Yine peygamber Efendimiz (sav) buyururlar.
<< İman, Allah-u teala(cc)'ya ,meleklerine,kitaplarına,peygamberlerine,ölüp de dirileceğimize,kıyamet gününe,cennete,cehenneme,hayır ve şerrin Allah-u teala(cc)'nın takdiriyle olduğunu dil ile ikrar edip kalble inanmaktır.>>  
Bu avamın mertebesinde bir imandır. Bundan aşağı mertebede bir iman yoktur. Yani bunları inkar eden kafir olur.
Bundan yukarı mertebede Havasların iman mertebesidir.
2- Hasların imanı (iman-ı hâs) Bu da amentü'nün esaslarını dil ile ikrar edip kalb ile inandıktan sonra sözümüzde, işimizde,ibadetlerimizde Allah-u teala (cc)'nın bizi görüyor olduğunu bilip düşünmek,daima,her hâl-ü kârda bu duygu ve düşünce üzere olmaktır. Her ne işlerse Allah (cc)ı görür durur. Bu mertebeye İman-ı İhsani dahi derler.
Resülullah (sav) Efendimizden iman-ı ihsani sual olundukta buyurdular ki:
<< İhsan : Senin Allah-u teala (cc)' yı görüyormuşcasına ibadet etmendir. Sen O'nu görmesen de O seni daima görür.>>
Efendimiz böyle buyurduğu için bu derecedeki imana iman-ı ihsani dense münasiptir.
İmanı havas derecesine erişmiş kimse ibadet ve tâatında Allah-u teala (cc)'yı görür durur gibi olur. Gizli ve aşikâre ne yapar ve ederse ihlâsla, Allah (cc)'ı Hâzır ve nâzır bilerek işlerler. Allah-u teâlâ (cc)'nın ululuğunu öyle fikrederler ki gönüllerine Allah (cc)'dan gayri hiçbir şey gelmez. Allah (cc)'dan gayri hiç bir şey ile gönülleri safâ bulmaz. Oturup kalkmaları,yürüyüp durmaları hep edep ve hudü iledir. Konuşurlarken sağlarından ve sollarından haberleri olmaz. Sağında ve solunda erkek mi, dişi mi, hayırlı mı, yoksa şerli mi farkında olmazlar. Böylelerin imanları yakin üzeredir.
Başlık: Ynt: Nefslerin Temizliği ( Müzekkin Nüfus )
Gönderen: Togika - 03 Mart 2013, 18:18:20
Bundan da yukarı bir mertebe vardır. O da;
3 - Hasul hâs mertebesidir.

bunların gönülleri başkalarının hayâlinden dahi arınmıştır. Pâk olmuş ve basiret gözleri açılmıştır. Allah-u teala (cc) böylelerin ruhuna sıfatıyla tecelli eder.
Basiret gözüyle görüp bu tecelliye iman ederler. Vücutlarının her aza ve kısmıyla, elleriyle, ayaklarıyla, göz-kulaklarıyla, zâhir - bâtınlarıyla, saç - sakalının her bir kılıyla iman ederler.
İkinci mertebede adı geçen havaslardan bu mertebedekiler çok üstündür. Bu mertebedekilerin zâti fânilikleri ne şekildir, onu yerinde tedkik edeceğiz inşâAllah..

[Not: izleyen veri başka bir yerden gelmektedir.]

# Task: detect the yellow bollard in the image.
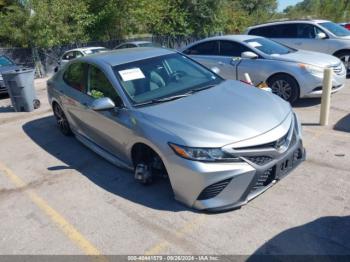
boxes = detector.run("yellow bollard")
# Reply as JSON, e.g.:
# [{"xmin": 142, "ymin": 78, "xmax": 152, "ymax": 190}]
[{"xmin": 320, "ymin": 68, "xmax": 333, "ymax": 126}]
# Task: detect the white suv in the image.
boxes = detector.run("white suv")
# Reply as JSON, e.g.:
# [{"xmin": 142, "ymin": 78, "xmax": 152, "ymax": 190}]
[{"xmin": 246, "ymin": 20, "xmax": 350, "ymax": 74}]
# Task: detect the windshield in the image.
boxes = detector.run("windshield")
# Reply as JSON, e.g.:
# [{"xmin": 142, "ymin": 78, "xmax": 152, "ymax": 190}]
[
  {"xmin": 319, "ymin": 22, "xmax": 350, "ymax": 37},
  {"xmin": 0, "ymin": 56, "xmax": 14, "ymax": 67},
  {"xmin": 244, "ymin": 38, "xmax": 295, "ymax": 55},
  {"xmin": 113, "ymin": 53, "xmax": 222, "ymax": 105}
]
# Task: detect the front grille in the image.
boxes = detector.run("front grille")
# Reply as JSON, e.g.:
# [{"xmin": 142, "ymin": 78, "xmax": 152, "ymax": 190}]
[
  {"xmin": 330, "ymin": 63, "xmax": 344, "ymax": 75},
  {"xmin": 197, "ymin": 178, "xmax": 232, "ymax": 200},
  {"xmin": 245, "ymin": 156, "xmax": 272, "ymax": 165},
  {"xmin": 236, "ymin": 131, "xmax": 289, "ymax": 151},
  {"xmin": 251, "ymin": 166, "xmax": 276, "ymax": 191}
]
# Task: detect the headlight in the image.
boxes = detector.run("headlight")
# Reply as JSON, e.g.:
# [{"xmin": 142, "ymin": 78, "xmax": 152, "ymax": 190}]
[
  {"xmin": 299, "ymin": 63, "xmax": 324, "ymax": 75},
  {"xmin": 168, "ymin": 143, "xmax": 242, "ymax": 162}
]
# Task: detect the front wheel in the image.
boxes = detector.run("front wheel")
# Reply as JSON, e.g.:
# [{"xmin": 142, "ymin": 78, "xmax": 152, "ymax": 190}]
[
  {"xmin": 335, "ymin": 51, "xmax": 350, "ymax": 77},
  {"xmin": 53, "ymin": 103, "xmax": 72, "ymax": 136},
  {"xmin": 267, "ymin": 74, "xmax": 300, "ymax": 104}
]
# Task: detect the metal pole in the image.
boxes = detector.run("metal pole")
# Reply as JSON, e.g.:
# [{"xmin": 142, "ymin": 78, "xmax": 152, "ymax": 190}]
[{"xmin": 320, "ymin": 68, "xmax": 333, "ymax": 126}]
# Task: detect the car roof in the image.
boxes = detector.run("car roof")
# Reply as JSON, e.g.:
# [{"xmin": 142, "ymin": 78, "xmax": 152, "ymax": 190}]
[
  {"xmin": 77, "ymin": 47, "xmax": 175, "ymax": 66},
  {"xmin": 248, "ymin": 19, "xmax": 330, "ymax": 30},
  {"xmin": 64, "ymin": 46, "xmax": 107, "ymax": 53},
  {"xmin": 181, "ymin": 35, "xmax": 262, "ymax": 50},
  {"xmin": 123, "ymin": 41, "xmax": 152, "ymax": 45}
]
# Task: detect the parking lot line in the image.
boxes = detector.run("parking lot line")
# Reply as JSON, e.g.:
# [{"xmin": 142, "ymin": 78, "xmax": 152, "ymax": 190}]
[
  {"xmin": 0, "ymin": 162, "xmax": 102, "ymax": 256},
  {"xmin": 144, "ymin": 214, "xmax": 207, "ymax": 255}
]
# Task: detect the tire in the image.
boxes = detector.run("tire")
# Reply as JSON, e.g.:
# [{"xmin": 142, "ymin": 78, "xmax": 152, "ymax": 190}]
[
  {"xmin": 334, "ymin": 50, "xmax": 350, "ymax": 77},
  {"xmin": 267, "ymin": 74, "xmax": 300, "ymax": 104},
  {"xmin": 53, "ymin": 103, "xmax": 72, "ymax": 136}
]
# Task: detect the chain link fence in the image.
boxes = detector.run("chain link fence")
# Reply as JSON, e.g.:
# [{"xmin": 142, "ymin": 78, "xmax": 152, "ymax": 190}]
[{"xmin": 0, "ymin": 35, "xmax": 210, "ymax": 78}]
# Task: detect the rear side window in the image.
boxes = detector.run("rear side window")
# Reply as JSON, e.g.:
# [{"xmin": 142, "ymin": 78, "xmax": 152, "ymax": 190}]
[
  {"xmin": 63, "ymin": 63, "xmax": 87, "ymax": 92},
  {"xmin": 219, "ymin": 41, "xmax": 250, "ymax": 57},
  {"xmin": 183, "ymin": 41, "xmax": 219, "ymax": 55},
  {"xmin": 249, "ymin": 24, "xmax": 298, "ymax": 38}
]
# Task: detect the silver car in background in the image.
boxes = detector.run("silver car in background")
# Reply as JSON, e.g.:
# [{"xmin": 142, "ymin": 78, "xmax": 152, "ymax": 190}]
[
  {"xmin": 47, "ymin": 48, "xmax": 305, "ymax": 211},
  {"xmin": 246, "ymin": 19, "xmax": 350, "ymax": 74},
  {"xmin": 182, "ymin": 35, "xmax": 346, "ymax": 103}
]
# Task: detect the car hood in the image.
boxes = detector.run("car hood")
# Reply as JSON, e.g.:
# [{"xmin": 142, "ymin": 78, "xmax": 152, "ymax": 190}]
[
  {"xmin": 268, "ymin": 50, "xmax": 341, "ymax": 67},
  {"xmin": 138, "ymin": 80, "xmax": 292, "ymax": 148}
]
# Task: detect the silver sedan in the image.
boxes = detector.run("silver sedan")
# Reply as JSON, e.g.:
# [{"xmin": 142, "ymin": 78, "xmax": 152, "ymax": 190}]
[
  {"xmin": 181, "ymin": 35, "xmax": 346, "ymax": 103},
  {"xmin": 47, "ymin": 48, "xmax": 305, "ymax": 211}
]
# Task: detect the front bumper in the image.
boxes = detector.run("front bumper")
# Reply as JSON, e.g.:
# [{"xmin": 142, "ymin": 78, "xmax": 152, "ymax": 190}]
[
  {"xmin": 298, "ymin": 65, "xmax": 346, "ymax": 98},
  {"xmin": 165, "ymin": 114, "xmax": 305, "ymax": 211}
]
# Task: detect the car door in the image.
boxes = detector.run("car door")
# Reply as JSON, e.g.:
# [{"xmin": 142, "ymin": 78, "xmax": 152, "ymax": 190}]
[
  {"xmin": 267, "ymin": 23, "xmax": 300, "ymax": 49},
  {"xmin": 184, "ymin": 41, "xmax": 236, "ymax": 79},
  {"xmin": 78, "ymin": 64, "xmax": 133, "ymax": 163},
  {"xmin": 293, "ymin": 23, "xmax": 330, "ymax": 53},
  {"xmin": 60, "ymin": 62, "xmax": 90, "ymax": 135}
]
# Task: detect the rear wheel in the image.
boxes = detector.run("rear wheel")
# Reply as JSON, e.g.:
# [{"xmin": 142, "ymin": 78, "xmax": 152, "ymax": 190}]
[
  {"xmin": 267, "ymin": 74, "xmax": 300, "ymax": 104},
  {"xmin": 53, "ymin": 103, "xmax": 72, "ymax": 136}
]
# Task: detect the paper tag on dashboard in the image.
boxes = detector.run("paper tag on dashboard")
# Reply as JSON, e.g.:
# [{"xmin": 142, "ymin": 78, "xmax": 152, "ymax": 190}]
[
  {"xmin": 247, "ymin": 41, "xmax": 262, "ymax": 48},
  {"xmin": 119, "ymin": 68, "xmax": 145, "ymax": 81}
]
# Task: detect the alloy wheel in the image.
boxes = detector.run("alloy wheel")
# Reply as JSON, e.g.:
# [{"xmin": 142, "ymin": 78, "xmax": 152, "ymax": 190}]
[
  {"xmin": 53, "ymin": 104, "xmax": 71, "ymax": 135},
  {"xmin": 271, "ymin": 80, "xmax": 292, "ymax": 101}
]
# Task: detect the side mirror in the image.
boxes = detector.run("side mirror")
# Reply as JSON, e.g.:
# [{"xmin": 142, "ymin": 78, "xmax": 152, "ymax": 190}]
[
  {"xmin": 90, "ymin": 97, "xmax": 115, "ymax": 111},
  {"xmin": 210, "ymin": 66, "xmax": 220, "ymax": 74},
  {"xmin": 241, "ymin": 51, "xmax": 258, "ymax": 59},
  {"xmin": 316, "ymin": 32, "xmax": 327, "ymax": 39}
]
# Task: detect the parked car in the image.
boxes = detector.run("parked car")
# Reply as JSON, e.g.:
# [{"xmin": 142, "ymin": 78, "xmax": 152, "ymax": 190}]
[
  {"xmin": 339, "ymin": 22, "xmax": 350, "ymax": 30},
  {"xmin": 181, "ymin": 35, "xmax": 346, "ymax": 103},
  {"xmin": 47, "ymin": 47, "xmax": 305, "ymax": 211},
  {"xmin": 58, "ymin": 47, "xmax": 108, "ymax": 69},
  {"xmin": 246, "ymin": 19, "xmax": 350, "ymax": 74},
  {"xmin": 0, "ymin": 55, "xmax": 20, "ymax": 94},
  {"xmin": 114, "ymin": 41, "xmax": 157, "ymax": 49}
]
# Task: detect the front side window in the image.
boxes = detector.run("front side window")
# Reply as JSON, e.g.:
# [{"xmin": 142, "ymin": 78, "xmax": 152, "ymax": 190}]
[
  {"xmin": 244, "ymin": 38, "xmax": 295, "ymax": 55},
  {"xmin": 63, "ymin": 52, "xmax": 75, "ymax": 60},
  {"xmin": 63, "ymin": 62, "xmax": 87, "ymax": 92},
  {"xmin": 0, "ymin": 56, "xmax": 14, "ymax": 67},
  {"xmin": 88, "ymin": 65, "xmax": 122, "ymax": 106},
  {"xmin": 296, "ymin": 24, "xmax": 319, "ymax": 38},
  {"xmin": 183, "ymin": 41, "xmax": 219, "ymax": 55},
  {"xmin": 113, "ymin": 53, "xmax": 222, "ymax": 105},
  {"xmin": 219, "ymin": 41, "xmax": 250, "ymax": 57},
  {"xmin": 319, "ymin": 22, "xmax": 350, "ymax": 37}
]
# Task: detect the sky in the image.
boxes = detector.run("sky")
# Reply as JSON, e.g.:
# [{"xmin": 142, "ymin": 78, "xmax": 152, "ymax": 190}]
[{"xmin": 278, "ymin": 0, "xmax": 303, "ymax": 12}]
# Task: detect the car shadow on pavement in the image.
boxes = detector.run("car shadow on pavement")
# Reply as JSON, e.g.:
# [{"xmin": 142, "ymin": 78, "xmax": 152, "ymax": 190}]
[
  {"xmin": 293, "ymin": 98, "xmax": 321, "ymax": 108},
  {"xmin": 247, "ymin": 216, "xmax": 350, "ymax": 261},
  {"xmin": 334, "ymin": 113, "xmax": 350, "ymax": 133},
  {"xmin": 22, "ymin": 115, "xmax": 189, "ymax": 212}
]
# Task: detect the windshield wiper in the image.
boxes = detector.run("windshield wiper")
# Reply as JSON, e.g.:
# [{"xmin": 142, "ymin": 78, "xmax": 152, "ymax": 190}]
[
  {"xmin": 190, "ymin": 84, "xmax": 216, "ymax": 93},
  {"xmin": 134, "ymin": 93, "xmax": 191, "ymax": 107},
  {"xmin": 134, "ymin": 84, "xmax": 216, "ymax": 107}
]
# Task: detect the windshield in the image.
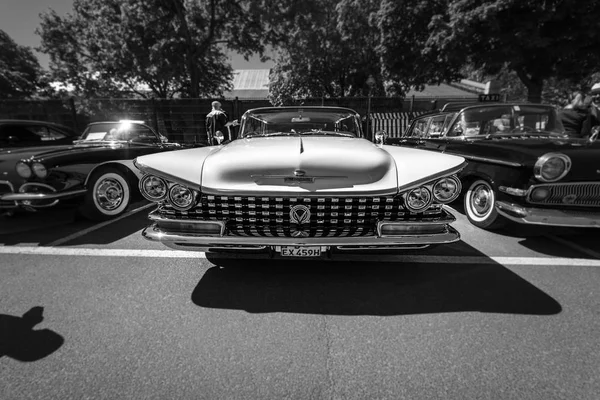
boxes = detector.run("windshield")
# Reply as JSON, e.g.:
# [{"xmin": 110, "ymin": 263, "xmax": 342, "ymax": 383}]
[
  {"xmin": 239, "ymin": 108, "xmax": 363, "ymax": 138},
  {"xmin": 450, "ymin": 105, "xmax": 565, "ymax": 137},
  {"xmin": 79, "ymin": 121, "xmax": 161, "ymax": 142}
]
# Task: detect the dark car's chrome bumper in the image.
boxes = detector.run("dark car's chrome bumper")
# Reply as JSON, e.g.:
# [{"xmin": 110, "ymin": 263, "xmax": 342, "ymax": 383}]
[
  {"xmin": 141, "ymin": 209, "xmax": 461, "ymax": 254},
  {"xmin": 0, "ymin": 188, "xmax": 87, "ymax": 202},
  {"xmin": 496, "ymin": 201, "xmax": 600, "ymax": 228}
]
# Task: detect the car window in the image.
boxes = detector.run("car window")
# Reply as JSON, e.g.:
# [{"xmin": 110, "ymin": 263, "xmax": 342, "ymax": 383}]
[
  {"xmin": 27, "ymin": 125, "xmax": 69, "ymax": 141},
  {"xmin": 411, "ymin": 118, "xmax": 430, "ymax": 138},
  {"xmin": 80, "ymin": 122, "xmax": 157, "ymax": 141},
  {"xmin": 426, "ymin": 115, "xmax": 447, "ymax": 138},
  {"xmin": 0, "ymin": 125, "xmax": 43, "ymax": 143}
]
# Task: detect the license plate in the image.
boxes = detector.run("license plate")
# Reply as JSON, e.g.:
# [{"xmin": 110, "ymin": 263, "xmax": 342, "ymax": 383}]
[{"xmin": 279, "ymin": 246, "xmax": 321, "ymax": 257}]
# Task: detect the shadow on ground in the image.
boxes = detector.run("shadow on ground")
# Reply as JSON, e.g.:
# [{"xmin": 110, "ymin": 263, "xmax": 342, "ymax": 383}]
[
  {"xmin": 0, "ymin": 202, "xmax": 151, "ymax": 246},
  {"xmin": 191, "ymin": 245, "xmax": 562, "ymax": 316},
  {"xmin": 0, "ymin": 306, "xmax": 64, "ymax": 362}
]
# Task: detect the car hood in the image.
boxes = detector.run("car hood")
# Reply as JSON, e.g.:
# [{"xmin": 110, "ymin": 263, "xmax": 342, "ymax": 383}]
[
  {"xmin": 135, "ymin": 137, "xmax": 466, "ymax": 196},
  {"xmin": 200, "ymin": 137, "xmax": 397, "ymax": 195}
]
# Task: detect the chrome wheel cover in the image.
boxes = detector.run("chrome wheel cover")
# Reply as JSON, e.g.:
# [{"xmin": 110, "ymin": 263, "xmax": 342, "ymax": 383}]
[
  {"xmin": 95, "ymin": 177, "xmax": 124, "ymax": 212},
  {"xmin": 470, "ymin": 183, "xmax": 493, "ymax": 217}
]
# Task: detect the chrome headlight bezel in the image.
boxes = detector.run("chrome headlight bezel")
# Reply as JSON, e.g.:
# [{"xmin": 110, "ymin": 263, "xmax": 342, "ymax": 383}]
[
  {"xmin": 31, "ymin": 162, "xmax": 48, "ymax": 178},
  {"xmin": 432, "ymin": 176, "xmax": 462, "ymax": 204},
  {"xmin": 403, "ymin": 186, "xmax": 433, "ymax": 213},
  {"xmin": 139, "ymin": 174, "xmax": 168, "ymax": 202},
  {"xmin": 167, "ymin": 184, "xmax": 197, "ymax": 211},
  {"xmin": 16, "ymin": 162, "xmax": 32, "ymax": 179},
  {"xmin": 534, "ymin": 153, "xmax": 571, "ymax": 182}
]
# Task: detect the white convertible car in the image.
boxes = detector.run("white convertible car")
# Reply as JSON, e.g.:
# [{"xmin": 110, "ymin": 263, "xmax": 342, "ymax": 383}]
[{"xmin": 134, "ymin": 106, "xmax": 466, "ymax": 258}]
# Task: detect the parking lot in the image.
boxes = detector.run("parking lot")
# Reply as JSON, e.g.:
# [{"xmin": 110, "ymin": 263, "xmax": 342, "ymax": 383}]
[{"xmin": 1, "ymin": 202, "xmax": 600, "ymax": 399}]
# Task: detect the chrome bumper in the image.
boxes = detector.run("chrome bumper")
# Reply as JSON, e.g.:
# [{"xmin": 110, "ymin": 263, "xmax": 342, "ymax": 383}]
[
  {"xmin": 496, "ymin": 201, "xmax": 600, "ymax": 228},
  {"xmin": 141, "ymin": 222, "xmax": 460, "ymax": 253},
  {"xmin": 0, "ymin": 189, "xmax": 87, "ymax": 202}
]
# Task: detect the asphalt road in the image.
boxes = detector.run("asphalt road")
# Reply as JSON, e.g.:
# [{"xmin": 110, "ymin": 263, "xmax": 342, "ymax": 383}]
[{"xmin": 1, "ymin": 202, "xmax": 599, "ymax": 400}]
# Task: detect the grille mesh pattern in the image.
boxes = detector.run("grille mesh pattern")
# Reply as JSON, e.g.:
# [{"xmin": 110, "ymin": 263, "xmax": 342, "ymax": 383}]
[
  {"xmin": 528, "ymin": 182, "xmax": 600, "ymax": 207},
  {"xmin": 158, "ymin": 195, "xmax": 444, "ymax": 238}
]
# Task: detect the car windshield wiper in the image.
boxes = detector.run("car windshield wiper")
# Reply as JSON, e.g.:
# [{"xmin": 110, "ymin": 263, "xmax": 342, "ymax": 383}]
[
  {"xmin": 244, "ymin": 132, "xmax": 300, "ymax": 138},
  {"xmin": 298, "ymin": 130, "xmax": 355, "ymax": 137}
]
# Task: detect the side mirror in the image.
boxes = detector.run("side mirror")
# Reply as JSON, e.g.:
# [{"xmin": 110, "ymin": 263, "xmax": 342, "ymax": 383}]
[{"xmin": 375, "ymin": 131, "xmax": 388, "ymax": 145}]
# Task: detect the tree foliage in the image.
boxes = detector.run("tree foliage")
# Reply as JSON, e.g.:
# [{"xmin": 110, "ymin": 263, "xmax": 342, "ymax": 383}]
[
  {"xmin": 37, "ymin": 0, "xmax": 268, "ymax": 98},
  {"xmin": 0, "ymin": 30, "xmax": 44, "ymax": 99},
  {"xmin": 266, "ymin": 0, "xmax": 383, "ymax": 105},
  {"xmin": 425, "ymin": 0, "xmax": 600, "ymax": 102}
]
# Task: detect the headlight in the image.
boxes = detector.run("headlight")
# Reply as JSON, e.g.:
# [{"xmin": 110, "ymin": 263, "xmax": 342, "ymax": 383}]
[
  {"xmin": 432, "ymin": 176, "xmax": 461, "ymax": 203},
  {"xmin": 167, "ymin": 184, "xmax": 196, "ymax": 210},
  {"xmin": 16, "ymin": 162, "xmax": 32, "ymax": 178},
  {"xmin": 139, "ymin": 174, "xmax": 168, "ymax": 201},
  {"xmin": 534, "ymin": 153, "xmax": 571, "ymax": 182},
  {"xmin": 403, "ymin": 187, "xmax": 433, "ymax": 212},
  {"xmin": 31, "ymin": 162, "xmax": 48, "ymax": 178}
]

Bu fenaların birkaç mertebesi vardır.
a - Fenâyı - Ruh,
b - Fenâ-yı Süret,
c - Var Tarık'ı.

Dervişlikte öyle hususlar, makam ve mertebeler vardır ki, harfler ve sesler ifadesi kabil olmayıp ancak dervişlerin lisanıyla ifadesi mümkündür. O hususları işitebilmek için onların kulağı gibi kulağa sahip olmak gerekir.
Bu hususların bâzılarını görmek lâzımdır, işitmekle olmaz. Bâzıları görmekle de, işitmekle de olmaz, tatmak icabeder.    <<  Men lem yezuk lem yedri >>
Manası  ; <<  Tatmayan bilmez >>
Ey kardeş! Avamın, havâs'ın,havâs ul-havasın imanının ne olduğunu şimdi öğrendin. Aslında üçüncü mertebeyi yâni havâs-ul-havas mertebesini hiç kimse lâyıkı veçhile anlatıp dile getiremez. Biz aslını ve hakikatim değil, bizim bilgimizin derecesine ve kıfayeti nispetinde anlatmaya çalışıyoruz.
Hak teâlâ (cc)'nın  kullarının üzerine rahmeti üç mertebedir.

a- Rahmet-i âm,
b- Rahmet-i hâs,
c - Rahmet-i hâs-ul hâstır.

a- Rahmet-i âm ; Yer yüzünde müslüman - kafir, insan - cin, vahşi hayvanlar, kuşlar ve bütün mahlukatı ihtiva eder bir rahmettir.
b- Rahmet-i hâs : Bu rahmet, ahirette yalnız mü'min kullara mahsustur. Bu rahmeti Hak Teâla (cc) mü'min kullara mertebelerine göre ihsan edecektir.
Başlık: Ynt: Nefslerin Temizliği ( Müzekkin Nüfus )
Gönderen: Togika - 07 Mart 2013, 17:47:14
Bunları söylemekten maksat;
Ben Lâ ilahe illAllah, Muhammeden resülüllah derim, namaz kılar, oruç tutarım, hacca gider, zekat veririm ve tevbe ederim diye mağrur olmayasın, bunları mücerred olarak yerine getirmekliğine aldanmayasın. Dini bakımdan her vazifeyi bihakkın yerine getirdiğine zâhip olmayasın. İbadet, tâat yoluna, seğirtip tâ bu mertebelere ulaşasın. Zira nefsin, emmârelikte karar kılarsa bu yüksek mertebelerden mahrum kalırsın. İnsanlık menziline erişemezsin.
Sa'y ü gayreti elden koymamak gerek. Sadece mücerred ve zahiri ibadetle olmaz.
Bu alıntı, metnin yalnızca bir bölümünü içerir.